When he does hire entry-level security personnel, however, he prefers British university graduates. "I think it's a function of the colleges over here having a more robust IT training program than they have in the States. In the States, most people are coming out of computer science backgrounds," he says. "I think a lot of the UK universities are turning out people with a specific focus on security and then placing them into security internships." He's had the best luck with graduates of Royal Holloway and Cambridge University in the United Kingdom, and MIT, Stanford and Carnegie Mellon in the United States.

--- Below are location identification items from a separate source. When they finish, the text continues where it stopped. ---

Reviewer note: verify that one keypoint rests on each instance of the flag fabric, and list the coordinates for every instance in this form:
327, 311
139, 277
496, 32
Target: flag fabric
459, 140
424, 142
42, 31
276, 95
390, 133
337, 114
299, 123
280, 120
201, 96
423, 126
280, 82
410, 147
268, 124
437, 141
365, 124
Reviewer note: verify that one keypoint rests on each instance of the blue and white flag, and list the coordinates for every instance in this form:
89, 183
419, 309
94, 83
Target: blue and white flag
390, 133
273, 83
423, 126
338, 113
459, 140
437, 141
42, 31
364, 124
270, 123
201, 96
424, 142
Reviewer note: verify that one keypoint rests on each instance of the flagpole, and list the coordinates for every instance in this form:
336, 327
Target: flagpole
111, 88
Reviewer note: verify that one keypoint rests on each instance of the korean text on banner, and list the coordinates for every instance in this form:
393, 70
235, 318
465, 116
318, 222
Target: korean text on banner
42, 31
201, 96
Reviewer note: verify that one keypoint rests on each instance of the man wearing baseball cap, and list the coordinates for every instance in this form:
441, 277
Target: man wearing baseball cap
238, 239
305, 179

Even with the downturn in the economy, we're not seeing large numbers of ready professionals that have a great deal of experience in the job," says Clyde. It's still an employee's market for experienced security workers, who often will prefer larger companies or large service providers where the pay and benefits are generally better and where continued training—extremely important in the security field—is readily available. Small- to medium-sized companies may have trouble finding and supporting security staff. In that case, they should seriously consider simply outsourcing their security needs.

New Security Models

The model for an effective security group determines the skills for which companies need to shop, of course. Exactly what those requirements are varies widely between industries and sometimes from company to company. But there are some common

alities. The security organizational model that Paul Raines developed when he was at the Federal Reserve Bank of New York moved with him, with a few refinements, when he became the global head of Information Risk Management at Barclays Capital in London, part of Barclays Bank PLC, a year ago.

Raines divides his security organization into three groups—policies/awareness training, business consulting and compliance—and has developed very different categories of hiring requirements for each group. The policy writing and awareness training group, for example, requires people who "know how to write well," said Raines.

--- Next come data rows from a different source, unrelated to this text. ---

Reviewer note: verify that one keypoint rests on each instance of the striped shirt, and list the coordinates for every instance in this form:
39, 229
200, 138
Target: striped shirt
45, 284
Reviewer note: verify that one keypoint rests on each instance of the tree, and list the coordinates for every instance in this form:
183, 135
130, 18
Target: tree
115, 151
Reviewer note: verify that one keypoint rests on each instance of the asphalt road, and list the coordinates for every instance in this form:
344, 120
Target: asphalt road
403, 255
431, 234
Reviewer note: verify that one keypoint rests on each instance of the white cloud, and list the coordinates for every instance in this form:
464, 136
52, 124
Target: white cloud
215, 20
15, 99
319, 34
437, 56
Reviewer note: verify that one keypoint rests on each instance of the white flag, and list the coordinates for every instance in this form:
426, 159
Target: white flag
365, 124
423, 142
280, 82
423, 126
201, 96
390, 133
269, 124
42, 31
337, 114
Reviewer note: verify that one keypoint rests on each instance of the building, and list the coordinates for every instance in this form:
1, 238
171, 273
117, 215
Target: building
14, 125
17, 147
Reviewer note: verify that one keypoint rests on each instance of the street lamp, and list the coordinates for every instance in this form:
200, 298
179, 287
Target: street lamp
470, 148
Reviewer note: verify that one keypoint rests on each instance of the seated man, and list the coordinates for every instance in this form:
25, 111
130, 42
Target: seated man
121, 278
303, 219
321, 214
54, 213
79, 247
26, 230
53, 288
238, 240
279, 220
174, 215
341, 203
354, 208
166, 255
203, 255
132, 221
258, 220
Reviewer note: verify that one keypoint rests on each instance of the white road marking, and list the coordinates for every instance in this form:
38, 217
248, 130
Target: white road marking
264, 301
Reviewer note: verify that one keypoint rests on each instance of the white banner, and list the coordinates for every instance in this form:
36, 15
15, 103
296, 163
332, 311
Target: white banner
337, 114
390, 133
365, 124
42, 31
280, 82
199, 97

Business consulting, in contrast, requires very technical people who can answer any questions that the business group leaders have about products they're thinking of deploying. They then work with programmers, who might not know how security works in the Java application they're coding. "Incidentally, that's probably the biggest and most overlooked part of security—application security—because there have been so many flaws that come up in applications—from buffer overflow to flaws in cryptography," said Raines.

Finally, at Barclays, the compliance group checks the effectiveness of the other two groups by doing penetration testing—literally trying to hack into their company's servers and databases, just like real hackers or malevolent viruses would. "That again [requires] people with a different skill set. You want people with operational experience—but also wild hair—who know how to overcome obstacles," he says. While Raines' model isn't a fit for every organization, it does at least hint at the range of skills necessary to implement a robust security plan.